A number of other linear approaches also developed in the same time period, including “game theory”. Another development was “operations research”, an approach that focused upon the manipulation of models containing multiple variables. Both have made a contribution to the field of strategy.
Strategic (Externally Oriented) Planning
Strategic (Externally Oriented) Planning aimed to ensure that managers engaged in debate about strategic options before the budget was drawn up. Here the focus of strategy was in the business units (business strategy) rather than in the organization centre. The concept of business strategy started out as ‘business policy’, a term still in widespread use at business schools today. The word policy implies a ‘hands-off’, administrative, even intellectual approach rather than the implementation-focused approach that characterizes much of modern thinking on strategy. In the mid-1900s, business managers realized that external events were playing an increasingly important role in determining corporate performance. As a result, they began to look externally for significant drivers, such as economic forces, so that they could try to plan for discontinuities. This approach continued to find favor well into the 1970s.

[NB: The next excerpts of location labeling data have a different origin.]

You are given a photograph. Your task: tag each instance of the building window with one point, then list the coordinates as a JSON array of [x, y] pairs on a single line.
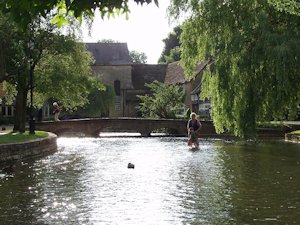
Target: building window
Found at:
[[117, 86]]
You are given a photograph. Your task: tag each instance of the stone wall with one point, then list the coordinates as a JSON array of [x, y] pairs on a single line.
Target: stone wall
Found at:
[[12, 153], [292, 137]]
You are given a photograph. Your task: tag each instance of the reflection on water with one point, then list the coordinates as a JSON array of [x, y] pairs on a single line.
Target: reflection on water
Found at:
[[87, 182]]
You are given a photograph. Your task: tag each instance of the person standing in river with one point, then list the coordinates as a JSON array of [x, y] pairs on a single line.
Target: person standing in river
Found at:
[[193, 129], [56, 111]]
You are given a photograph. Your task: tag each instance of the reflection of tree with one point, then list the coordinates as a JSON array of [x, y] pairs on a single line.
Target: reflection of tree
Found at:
[[17, 196], [261, 180], [202, 189]]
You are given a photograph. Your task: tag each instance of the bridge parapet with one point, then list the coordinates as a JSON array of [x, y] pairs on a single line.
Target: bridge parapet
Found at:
[[93, 126]]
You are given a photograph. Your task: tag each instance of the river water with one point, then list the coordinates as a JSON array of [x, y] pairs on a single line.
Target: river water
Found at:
[[87, 182]]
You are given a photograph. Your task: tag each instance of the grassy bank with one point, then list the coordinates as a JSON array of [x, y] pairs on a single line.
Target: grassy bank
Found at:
[[11, 137], [296, 132]]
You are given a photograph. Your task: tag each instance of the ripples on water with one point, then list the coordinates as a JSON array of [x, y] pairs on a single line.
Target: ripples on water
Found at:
[[87, 182]]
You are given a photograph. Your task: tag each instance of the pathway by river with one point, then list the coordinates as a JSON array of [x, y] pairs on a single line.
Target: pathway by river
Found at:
[[87, 182]]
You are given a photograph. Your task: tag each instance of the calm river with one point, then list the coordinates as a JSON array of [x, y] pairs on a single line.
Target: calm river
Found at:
[[87, 182]]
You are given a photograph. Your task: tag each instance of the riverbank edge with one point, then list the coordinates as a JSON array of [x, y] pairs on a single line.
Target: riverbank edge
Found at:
[[292, 137], [13, 153]]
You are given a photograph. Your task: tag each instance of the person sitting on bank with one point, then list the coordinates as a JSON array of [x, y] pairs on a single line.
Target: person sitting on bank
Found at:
[[56, 111], [193, 128]]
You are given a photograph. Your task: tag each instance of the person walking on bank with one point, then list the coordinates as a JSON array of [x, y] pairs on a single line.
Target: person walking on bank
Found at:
[[56, 111], [193, 128]]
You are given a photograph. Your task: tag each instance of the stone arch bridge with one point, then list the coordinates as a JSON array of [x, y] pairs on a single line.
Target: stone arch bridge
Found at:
[[91, 127]]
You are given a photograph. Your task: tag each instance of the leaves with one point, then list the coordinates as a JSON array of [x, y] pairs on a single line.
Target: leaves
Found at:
[[256, 52], [24, 12], [164, 103]]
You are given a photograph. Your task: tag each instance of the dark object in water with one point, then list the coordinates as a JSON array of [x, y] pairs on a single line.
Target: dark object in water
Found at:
[[130, 166]]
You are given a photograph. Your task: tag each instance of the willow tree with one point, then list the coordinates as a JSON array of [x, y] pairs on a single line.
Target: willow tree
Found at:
[[256, 52]]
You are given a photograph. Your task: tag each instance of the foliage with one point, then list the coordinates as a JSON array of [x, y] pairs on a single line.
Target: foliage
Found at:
[[164, 103], [99, 103], [60, 66], [296, 132], [65, 76], [26, 11], [12, 137], [289, 6], [138, 57], [256, 50], [171, 51]]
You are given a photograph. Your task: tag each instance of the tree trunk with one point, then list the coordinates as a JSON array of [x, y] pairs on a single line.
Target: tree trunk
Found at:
[[20, 116]]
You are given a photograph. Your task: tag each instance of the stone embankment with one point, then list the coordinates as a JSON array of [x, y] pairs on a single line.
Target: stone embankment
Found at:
[[17, 152], [292, 137]]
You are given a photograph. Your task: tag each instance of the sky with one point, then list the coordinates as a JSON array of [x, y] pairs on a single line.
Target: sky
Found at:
[[144, 31]]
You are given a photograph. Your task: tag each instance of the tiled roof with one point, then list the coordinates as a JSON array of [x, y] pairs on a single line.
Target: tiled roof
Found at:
[[175, 73], [145, 73], [109, 53]]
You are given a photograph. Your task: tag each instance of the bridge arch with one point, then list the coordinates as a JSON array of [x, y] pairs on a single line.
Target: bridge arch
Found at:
[[92, 127]]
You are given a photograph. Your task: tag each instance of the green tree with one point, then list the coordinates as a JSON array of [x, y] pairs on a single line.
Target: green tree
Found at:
[[99, 103], [138, 57], [27, 11], [256, 50], [289, 6], [171, 51], [60, 65], [165, 101]]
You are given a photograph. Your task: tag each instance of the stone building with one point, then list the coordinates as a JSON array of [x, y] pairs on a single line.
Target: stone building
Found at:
[[113, 66], [192, 87]]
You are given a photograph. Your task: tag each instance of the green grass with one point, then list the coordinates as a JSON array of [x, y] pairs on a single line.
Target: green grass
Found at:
[[271, 124], [10, 137]]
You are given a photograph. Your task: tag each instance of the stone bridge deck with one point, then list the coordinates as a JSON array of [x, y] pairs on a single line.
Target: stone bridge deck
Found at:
[[91, 127]]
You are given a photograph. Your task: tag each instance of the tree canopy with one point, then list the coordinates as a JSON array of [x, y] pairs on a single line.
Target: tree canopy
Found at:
[[24, 12], [256, 52], [138, 57], [59, 64]]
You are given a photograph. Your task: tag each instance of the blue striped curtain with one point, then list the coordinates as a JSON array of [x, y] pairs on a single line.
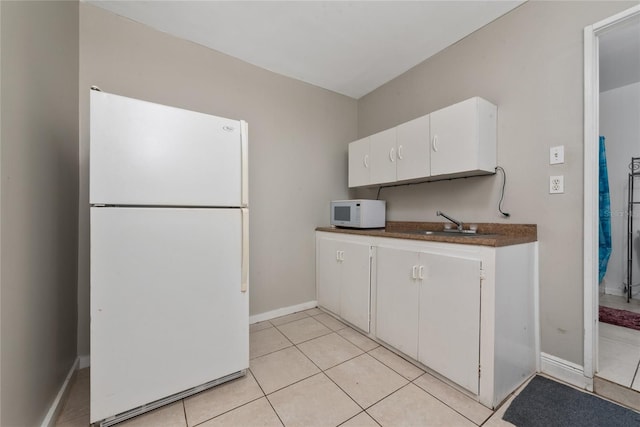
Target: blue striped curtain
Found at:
[[604, 250]]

While the theorists were arguing, one large US Company was quietly innovating. General Electric Co. (GE) had begun to develop the concept of strategic business units (SBUs) in the 1950s. The basic idea-now largely accepted as the normal and obvious way of going about things-was that strategy should be set within the context of individual businesses which had clearly defined products and markets. Each of these businesses would be responsible for its own profits and development, under general guidance from headquarters.
The evolution of strategy began in the early 1960s, when a flurry of authoritative texts suddenly turned strategic planning from an issue of vague academic interest into an important concern for practicing managers. Prior to this strategy wasn’t part of the normal executive vocabulary.